Adesso lo sai. Se hai un'azienda e non riapri è perché sei pigro, uno scansafatiche, uno che vive alle spalle del contribuente, peggio, molto peggio, di un poveraccio con il reddito di cittadinanza. Parola dell'Inps o di chi ne fa le veci. È come buttare benzina sul fuoco. Non è una gaffe. Non sono quattro frasi di troppo buttate lì con leggerezza. È mettersi a nudo e svelare come un certo mondo vede chi ha un'impresa, un negozio, un laboratorio artigianale. È tutta gente di cui non ci si può fidare. Se piangono miseria è perché sono furbi. Se falliscono è per non pagare le tasse. Nessuna pietà.
Pasquale Tridico, presidente dell'Inps, è stanco di piagnistei. Lo dice in un'intervista a Repubblica. Fa prima una promessa: «Entro lunedì la cassa integrazione sarà liquidata a tutti». Ci sono stati ritardi, ma sono cose che capitano. Poi, spazientito, carica a testa bassa: «Perché ci sono aziende che non ripartono? Per pigrizia, per opportunismo, magari sperando che passi la piena e il mercato riparta come prima. In alcuni settori ci possono anche essere imprenditori che non affrontano le difficoltà della riapertura tanto c'è lo Stato che paga l'80 per cento della busta paga. Adesso basta scrivere Covid e noi paghiamo, senza controlli, senza burocrazia, senza sindacati».

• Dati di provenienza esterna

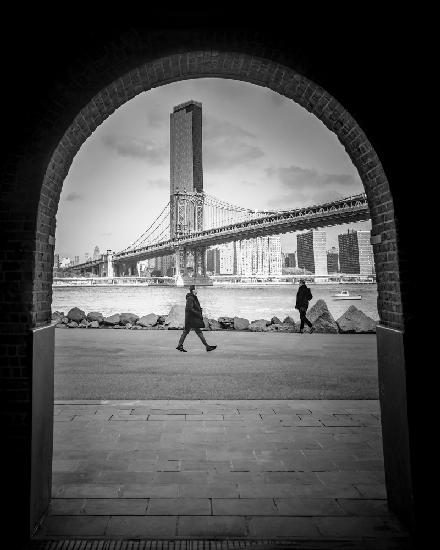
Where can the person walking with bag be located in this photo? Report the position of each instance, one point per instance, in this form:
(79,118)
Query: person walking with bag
(193,320)
(303,296)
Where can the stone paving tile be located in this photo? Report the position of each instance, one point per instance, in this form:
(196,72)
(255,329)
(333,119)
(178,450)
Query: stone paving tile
(243,507)
(209,490)
(209,526)
(371,490)
(304,506)
(179,462)
(139,490)
(66,506)
(179,507)
(364,507)
(278,527)
(358,527)
(74,525)
(115,506)
(88,490)
(145,526)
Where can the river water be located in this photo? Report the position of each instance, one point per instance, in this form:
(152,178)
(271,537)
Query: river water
(252,302)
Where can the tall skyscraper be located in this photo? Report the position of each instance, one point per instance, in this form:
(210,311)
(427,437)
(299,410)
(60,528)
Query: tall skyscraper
(186,170)
(311,251)
(332,260)
(356,253)
(290,259)
(259,256)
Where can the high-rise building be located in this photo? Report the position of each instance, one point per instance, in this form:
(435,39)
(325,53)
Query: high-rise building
(213,261)
(226,258)
(333,260)
(258,256)
(186,170)
(289,259)
(356,252)
(311,251)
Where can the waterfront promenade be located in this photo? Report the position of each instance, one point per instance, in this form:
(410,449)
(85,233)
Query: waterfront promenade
(304,472)
(125,364)
(297,470)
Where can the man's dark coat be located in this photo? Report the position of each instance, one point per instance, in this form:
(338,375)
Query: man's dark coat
(302,298)
(193,313)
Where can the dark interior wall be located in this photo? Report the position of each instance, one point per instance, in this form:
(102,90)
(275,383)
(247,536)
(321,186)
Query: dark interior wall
(364,61)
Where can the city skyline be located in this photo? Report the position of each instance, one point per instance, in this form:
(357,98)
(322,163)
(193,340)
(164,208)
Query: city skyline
(260,151)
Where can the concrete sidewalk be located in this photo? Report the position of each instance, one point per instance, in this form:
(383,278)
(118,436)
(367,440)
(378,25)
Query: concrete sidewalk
(296,469)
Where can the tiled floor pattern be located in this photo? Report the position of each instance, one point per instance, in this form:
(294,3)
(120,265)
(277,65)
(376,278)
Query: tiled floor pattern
(219,469)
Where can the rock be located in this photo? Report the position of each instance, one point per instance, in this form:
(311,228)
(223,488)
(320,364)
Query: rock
(260,325)
(214,324)
(76,315)
(128,318)
(240,323)
(57,315)
(321,318)
(281,327)
(226,322)
(355,321)
(149,320)
(95,316)
(112,320)
(288,321)
(176,317)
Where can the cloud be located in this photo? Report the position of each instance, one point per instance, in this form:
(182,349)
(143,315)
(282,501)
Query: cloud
(276,99)
(215,128)
(72,197)
(227,145)
(142,149)
(159,182)
(306,186)
(157,118)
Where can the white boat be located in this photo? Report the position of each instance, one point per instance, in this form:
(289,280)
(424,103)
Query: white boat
(345,295)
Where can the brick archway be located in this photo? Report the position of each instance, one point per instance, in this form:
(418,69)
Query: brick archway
(262,72)
(77,108)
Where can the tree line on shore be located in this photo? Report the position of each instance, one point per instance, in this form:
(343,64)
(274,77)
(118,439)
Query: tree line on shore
(352,321)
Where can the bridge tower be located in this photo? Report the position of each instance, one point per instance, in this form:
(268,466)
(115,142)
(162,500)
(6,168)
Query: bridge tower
(186,188)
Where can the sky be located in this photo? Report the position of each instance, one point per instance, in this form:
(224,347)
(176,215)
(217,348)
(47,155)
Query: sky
(260,151)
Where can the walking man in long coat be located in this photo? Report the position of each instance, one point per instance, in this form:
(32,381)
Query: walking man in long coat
(303,296)
(193,319)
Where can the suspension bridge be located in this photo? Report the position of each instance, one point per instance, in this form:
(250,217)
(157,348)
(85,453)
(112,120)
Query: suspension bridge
(193,221)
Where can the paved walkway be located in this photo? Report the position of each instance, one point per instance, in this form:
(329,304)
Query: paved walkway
(125,364)
(296,469)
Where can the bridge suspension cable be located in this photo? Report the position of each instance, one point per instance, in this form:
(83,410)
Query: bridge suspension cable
(155,231)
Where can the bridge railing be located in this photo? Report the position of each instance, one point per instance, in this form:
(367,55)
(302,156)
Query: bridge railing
(317,211)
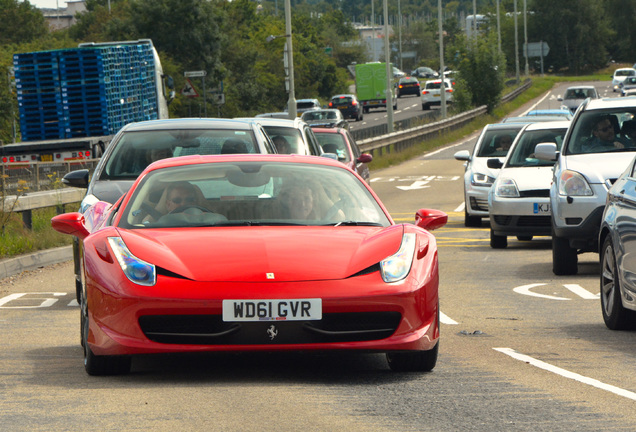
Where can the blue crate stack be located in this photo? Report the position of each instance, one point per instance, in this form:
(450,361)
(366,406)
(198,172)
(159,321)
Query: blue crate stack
(87,91)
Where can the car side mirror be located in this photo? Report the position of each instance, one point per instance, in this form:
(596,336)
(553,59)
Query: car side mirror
(78,178)
(365,158)
(494,163)
(430,219)
(462,155)
(546,151)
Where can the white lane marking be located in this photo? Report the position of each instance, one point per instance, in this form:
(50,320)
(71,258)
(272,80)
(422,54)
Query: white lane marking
(583,293)
(567,374)
(525,289)
(444,319)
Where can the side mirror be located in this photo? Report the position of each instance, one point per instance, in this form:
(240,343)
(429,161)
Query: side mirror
(494,163)
(365,158)
(430,219)
(78,178)
(70,223)
(546,152)
(462,155)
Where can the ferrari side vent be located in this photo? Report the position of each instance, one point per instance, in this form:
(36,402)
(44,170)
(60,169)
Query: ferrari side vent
(372,269)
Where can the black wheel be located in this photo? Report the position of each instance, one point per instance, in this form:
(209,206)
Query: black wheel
(413,361)
(498,242)
(471,221)
(615,315)
(564,257)
(103,365)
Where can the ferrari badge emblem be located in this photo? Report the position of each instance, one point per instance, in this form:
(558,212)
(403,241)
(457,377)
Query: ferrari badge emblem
(272,332)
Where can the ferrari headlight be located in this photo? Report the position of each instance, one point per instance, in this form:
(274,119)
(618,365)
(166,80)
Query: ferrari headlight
(136,270)
(506,188)
(572,183)
(479,179)
(396,267)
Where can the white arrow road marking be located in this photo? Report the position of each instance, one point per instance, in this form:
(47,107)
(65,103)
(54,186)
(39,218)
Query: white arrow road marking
(525,289)
(580,291)
(567,374)
(444,319)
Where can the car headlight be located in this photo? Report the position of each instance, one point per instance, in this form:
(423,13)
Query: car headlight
(397,266)
(572,183)
(136,270)
(506,188)
(479,179)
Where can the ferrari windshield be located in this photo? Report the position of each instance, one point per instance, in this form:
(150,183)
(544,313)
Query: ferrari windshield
(522,153)
(251,193)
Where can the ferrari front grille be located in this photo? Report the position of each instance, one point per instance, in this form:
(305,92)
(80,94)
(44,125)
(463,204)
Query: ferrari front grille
(212,330)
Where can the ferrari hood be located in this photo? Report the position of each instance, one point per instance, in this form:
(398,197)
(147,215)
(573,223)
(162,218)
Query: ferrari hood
(262,254)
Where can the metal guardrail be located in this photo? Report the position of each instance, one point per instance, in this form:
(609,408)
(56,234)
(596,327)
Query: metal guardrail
(400,140)
(397,141)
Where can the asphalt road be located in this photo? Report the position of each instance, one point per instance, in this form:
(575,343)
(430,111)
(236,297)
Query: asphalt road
(521,349)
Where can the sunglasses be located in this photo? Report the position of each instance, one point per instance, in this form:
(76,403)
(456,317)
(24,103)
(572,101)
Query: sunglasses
(179,200)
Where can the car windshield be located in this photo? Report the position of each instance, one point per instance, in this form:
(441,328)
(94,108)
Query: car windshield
(290,134)
(334,143)
(604,131)
(251,194)
(496,143)
(579,93)
(136,150)
(522,153)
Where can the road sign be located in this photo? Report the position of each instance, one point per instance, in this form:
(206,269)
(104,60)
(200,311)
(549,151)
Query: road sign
(188,89)
(537,49)
(194,74)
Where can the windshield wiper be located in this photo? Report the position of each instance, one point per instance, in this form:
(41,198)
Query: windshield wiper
(354,223)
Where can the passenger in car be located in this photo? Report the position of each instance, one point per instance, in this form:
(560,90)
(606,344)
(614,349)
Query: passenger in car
(604,137)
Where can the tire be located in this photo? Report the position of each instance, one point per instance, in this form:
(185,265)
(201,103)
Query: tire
(498,242)
(102,365)
(615,315)
(471,221)
(564,257)
(413,361)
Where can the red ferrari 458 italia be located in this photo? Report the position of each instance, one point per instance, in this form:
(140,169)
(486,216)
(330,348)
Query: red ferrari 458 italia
(254,253)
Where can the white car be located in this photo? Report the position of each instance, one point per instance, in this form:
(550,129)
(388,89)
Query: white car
(519,200)
(619,76)
(478,178)
(431,94)
(574,96)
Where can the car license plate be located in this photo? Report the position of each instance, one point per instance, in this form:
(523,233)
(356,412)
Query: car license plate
(272,310)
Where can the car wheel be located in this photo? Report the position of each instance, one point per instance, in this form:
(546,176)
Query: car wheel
(103,365)
(471,221)
(413,361)
(615,315)
(498,242)
(564,257)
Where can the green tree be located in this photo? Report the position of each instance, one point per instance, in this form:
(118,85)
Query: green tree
(21,22)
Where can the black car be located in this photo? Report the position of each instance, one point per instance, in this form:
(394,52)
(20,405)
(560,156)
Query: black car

Tridico non mostra le prove, ma deve avere dei sospetti. Non indizi, sospetti. Solo che così sta sparando nel mucchio. Non è un pregiudizio. È qualcosa di più profondo: una visione del mondo. Non si fida di chi fa impresa e non è il solo in questo strano Paese dove molti continuano a vedere nella figura del «mercante» un peccatore. La lunga quarantena sembra aver ridato vigore a questa idea. Fermiamoci un attimo, però, e rivediamo i mesi passati.
Il contagio ha stravolto la vita quotidiana di tutti. Il governo ha ripetuto a lungo «non lasceremo indietro nessuno». La resistenza al virus ha avuto costi sociali ed economici altissimi. Lo Stato ha detto «state a casa». Tutto ciò che non era necessario è stato chiuso. Non si produce, non si lavora, non si vende, non si guadagna. I costi vivi intanto continuavano a correre. Non è stato facile. Gli imprenditori, i commercianti, gli artigiani non hanno avuto scelta. Si sono adeguati, qualcuno bestemmiando, altri con rassegnazione, molti contando le notti, con quell'ansia che ti teneva sveglio, con la paura di non sapere come riaprire. Hanno chiuso per decreto, per legge, per dovere, perché comunque non vivevano sulla luna e hanno visto i morti. Ora il presidente dell'Inps gli dice in faccia che chi non ce la fa, chi si è arreso, chi non sa dove trovare i soldi non è soltanto un vigliacco. È uno che ci marcia. Lo dice senza pietà, magari giustificandosi di essere stato frainteso, il suo discorso è diretto solo a quel manipolo di scellerati e furbastri che ci sono ovunque. Peccato che questo discorso va dritto al fegato di ogni singolo imprenditore, di chiunque rischia tutti i santi giorni di ritrovarsi in ginocchio. È uno schiaffo a mano aperta. Fallire non è solo una questione economica. È qualcosa che ti porti sulla pelle, una cicatrice che a volte è lunga come una vita, perché ha a che fare con i tuoi morti, con il tuo passato, con l'azienda o il negozio dove hai investito non solo denaro, ma tempo, affetti, risorse mentali e fisiche. Qualcosa che spesso ti tiene lontano da affetti e passioni. Qualcosa su cui ti giochi tutto. Chissà se Tridico lo sa?
Il presidente dell'Inps dice anche un'altra cosa: non si può abbassare il livello della burocrazia. Non si può perché questa gente è inaffidabile. Niente aria, niente rinascita, tutto come prima, peggio di prima. Perché uno si permette di chiudere? Per vivere a sbafo. Non si interroga sulla realtà del dopo virus. Basta un piccolo esempio.
Prendiamo uno che ha un albergo. I turisti saranno merce rara. Riapro per tre camere? A volte conviene restare chiusi per limitare i danni. No, per l'Inps ti devi sacrificare, possibilmente senza un lamento. Fino all'ultima goccia di sangue.